Listen to this article · 3:49 min Learn more
- Share full article
Houthi soldiers in Yemen last month. The U.S. attack was aimed at disrupting the Houthis’ capability to attack ships and disrupt commerce in the Red Sea and the Gulf of Aden, the defense secretary said.
The U.S. military struck five underground weapons facilities in areas of Yemen controlled by the Iranian-backed Houthi militia on Wednesday, using warplanes that included B-2 stealth bombers in an attack that could also serve as a warning to Tehran.
Defense Secretary Lloyd J. Austin III said President Biden had ordered the strikes to “further degrade the Houthis’ capability” to attack ships and disrupt the flow of commerce in the Red Sea and the Gulf of Aden. Mr. Austin made no mention of Iran, but the rare use of the B-2, the only plane capable of striking Iran’s deeply buried nuclear facilities, against the Houthis was notable at a time of tensions between Israel and Iran that threaten to spill into full-blown war.
“This was a unique demonstration of the United States’ ability to target facilities that our adversaries seek to keep out of reach, no matter how deeply buried underground, hardened or fortified,” Mr. Austin said in a statement late Wednesday night. “The employment of U.S. Air Force B-2 Spirit long-range stealth bombers demonstrate U.S. global strike capabilities to take action against these targets when necessary, anytime, anywhere.”
A statement from U.S. Central Command on Wednesday night said that U.S. Navy “assets” also took part in the attack, which the unit, based in Tampa, Fla., said was launched against “various advanced conventional weapons used to target U.S. and international military and civilian vessels navigating international waters.”
Attacking so-called hardened buried sites generally requires the use of specially built bombs that have much thicker steel cases and contain a smaller amount of explosives than similarly sized general-purpose bombs.

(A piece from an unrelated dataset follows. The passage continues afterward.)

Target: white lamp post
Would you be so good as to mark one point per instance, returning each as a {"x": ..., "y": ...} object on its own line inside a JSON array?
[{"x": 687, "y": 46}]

The heavy casings of such “bunker buster” bombs allows the munition to stay intact as it punches through soil, rock or concrete before detonating.
The B-2 is the only warplane that can carry the largest of this class of weapon in the Pentagon’s inventory: A 30,000-pound GPS-guided munition called the GBU-57 Massive Ordnance Penetrator, or MOP, that contains the equivalent of about 5,600 pounds of TNT. A Pentagon spokesman declined to say whether that weapon was used in the attack on Wednesday.
We are having trouble retrieving the article content.
Please enable JavaScript in your browser settings.
Thank you for your patience while we verify access. If you are in Reader mode please exit and log into your Times account, or subscribe for all of The Times.
Thank you for your patience while we verify access.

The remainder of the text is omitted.